Absolute and Relative Intrasession Reliability of RCT
Absolute and relative intrasession reliability indices are expressed in Table 3. Dependent t-tests evaluating the equality of mean values showed no significant test-retest bias for ET (seconds) (t = −0.62, p = 0.55, dz = 0.13 [trivial]); APO (watts) (t = 0.78, p = 0.44, dz = 0.17 [trivial]); RPO (W·kg−1) (t = 0.85, p = 0.41, dz = 0.21 [moderate]), and RPE (t = 0.17, p = 0.87, dz = 0.05 [trivial]). The ET, APO, and RPO showed a high degree of relative reliability between the test-retest trials (ICC[3,1] ranging from 0.96 to 0.97). The SEM of ET, APO, and RPO were 0.23 seconds, 3.25 W, and 0.05 W·kg−1, respectively. The CVs of ET, APO, and RPO were all under 10%. Heteroscedasticity coefficients for ET, APO, RPO, and RPE were all small and statistically nonsignificant (r = 0.01 [p = 0.96], r = 0.40 [p = 0.08], r = 0.43 [p = 0.06], and r = −0.31 [p = 0.16], respectively).
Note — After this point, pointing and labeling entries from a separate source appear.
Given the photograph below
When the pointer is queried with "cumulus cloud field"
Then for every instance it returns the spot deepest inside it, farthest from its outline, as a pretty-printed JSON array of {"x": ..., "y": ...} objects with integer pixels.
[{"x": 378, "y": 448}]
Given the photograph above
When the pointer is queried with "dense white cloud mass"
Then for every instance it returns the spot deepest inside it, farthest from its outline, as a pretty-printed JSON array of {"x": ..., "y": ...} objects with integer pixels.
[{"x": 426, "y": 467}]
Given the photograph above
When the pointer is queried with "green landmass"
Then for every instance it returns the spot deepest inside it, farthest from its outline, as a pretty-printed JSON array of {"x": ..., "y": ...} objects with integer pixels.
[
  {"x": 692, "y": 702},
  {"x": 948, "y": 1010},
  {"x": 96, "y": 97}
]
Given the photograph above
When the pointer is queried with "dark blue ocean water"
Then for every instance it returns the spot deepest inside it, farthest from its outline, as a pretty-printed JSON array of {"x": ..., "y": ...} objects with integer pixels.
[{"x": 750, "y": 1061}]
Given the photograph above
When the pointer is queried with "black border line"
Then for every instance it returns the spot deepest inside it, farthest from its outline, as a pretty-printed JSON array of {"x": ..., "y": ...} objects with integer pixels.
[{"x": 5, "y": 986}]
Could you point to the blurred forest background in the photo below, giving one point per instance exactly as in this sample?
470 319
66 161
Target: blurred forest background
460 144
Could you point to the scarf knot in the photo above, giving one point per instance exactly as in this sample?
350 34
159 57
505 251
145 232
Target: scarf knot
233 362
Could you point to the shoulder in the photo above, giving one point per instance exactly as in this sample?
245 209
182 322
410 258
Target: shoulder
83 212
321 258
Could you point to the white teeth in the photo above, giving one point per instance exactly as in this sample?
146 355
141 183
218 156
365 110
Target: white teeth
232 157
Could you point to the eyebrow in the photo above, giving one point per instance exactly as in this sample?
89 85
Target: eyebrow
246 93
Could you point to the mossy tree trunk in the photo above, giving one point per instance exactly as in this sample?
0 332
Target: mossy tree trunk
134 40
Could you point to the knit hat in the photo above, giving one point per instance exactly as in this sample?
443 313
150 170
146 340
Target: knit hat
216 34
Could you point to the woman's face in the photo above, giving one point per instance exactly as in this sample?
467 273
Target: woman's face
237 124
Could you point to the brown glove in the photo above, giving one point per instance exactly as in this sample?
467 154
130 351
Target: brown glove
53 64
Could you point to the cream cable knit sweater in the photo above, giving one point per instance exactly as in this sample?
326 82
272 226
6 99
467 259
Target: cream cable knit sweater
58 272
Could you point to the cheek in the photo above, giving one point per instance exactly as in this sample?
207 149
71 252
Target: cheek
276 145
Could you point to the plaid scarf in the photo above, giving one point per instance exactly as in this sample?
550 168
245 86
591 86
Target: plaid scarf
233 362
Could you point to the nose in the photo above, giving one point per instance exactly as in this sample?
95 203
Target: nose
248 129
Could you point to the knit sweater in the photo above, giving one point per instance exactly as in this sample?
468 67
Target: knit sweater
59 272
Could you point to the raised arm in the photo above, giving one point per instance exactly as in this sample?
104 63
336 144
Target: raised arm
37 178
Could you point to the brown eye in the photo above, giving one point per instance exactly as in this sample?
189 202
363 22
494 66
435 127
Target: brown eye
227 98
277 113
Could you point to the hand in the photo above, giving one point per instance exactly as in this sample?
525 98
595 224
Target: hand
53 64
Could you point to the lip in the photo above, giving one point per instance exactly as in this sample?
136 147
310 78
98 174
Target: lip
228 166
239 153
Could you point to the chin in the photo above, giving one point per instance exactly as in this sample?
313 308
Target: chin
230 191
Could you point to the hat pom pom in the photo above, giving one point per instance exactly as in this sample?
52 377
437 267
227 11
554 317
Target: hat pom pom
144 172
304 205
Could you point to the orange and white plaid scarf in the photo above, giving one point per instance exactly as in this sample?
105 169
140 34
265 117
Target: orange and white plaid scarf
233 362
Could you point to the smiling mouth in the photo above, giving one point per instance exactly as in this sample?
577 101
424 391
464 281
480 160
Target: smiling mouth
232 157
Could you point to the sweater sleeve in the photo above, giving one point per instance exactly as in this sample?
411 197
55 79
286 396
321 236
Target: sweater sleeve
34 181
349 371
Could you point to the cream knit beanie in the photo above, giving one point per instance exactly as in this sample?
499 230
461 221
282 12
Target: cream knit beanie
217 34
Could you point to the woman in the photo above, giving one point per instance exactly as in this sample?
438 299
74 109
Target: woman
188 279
The inability to provide reliable and valid strength and power testing to identify and progressively train athletes, military, police, and emergency medical personnel could result in serious personal injury or injuries to individuals who are dependent on them. Hence, this study assessed the discriminant ability of RCT to distinguish soldiers' specialty level as well as to establish the absolute and relative intrasession reliability. The main findings of this study showed that RCT is a highly reliable intrasession and sensitive tool to differentiate upper-limb power between the 2 groups of soldiers of different operational capacity levels.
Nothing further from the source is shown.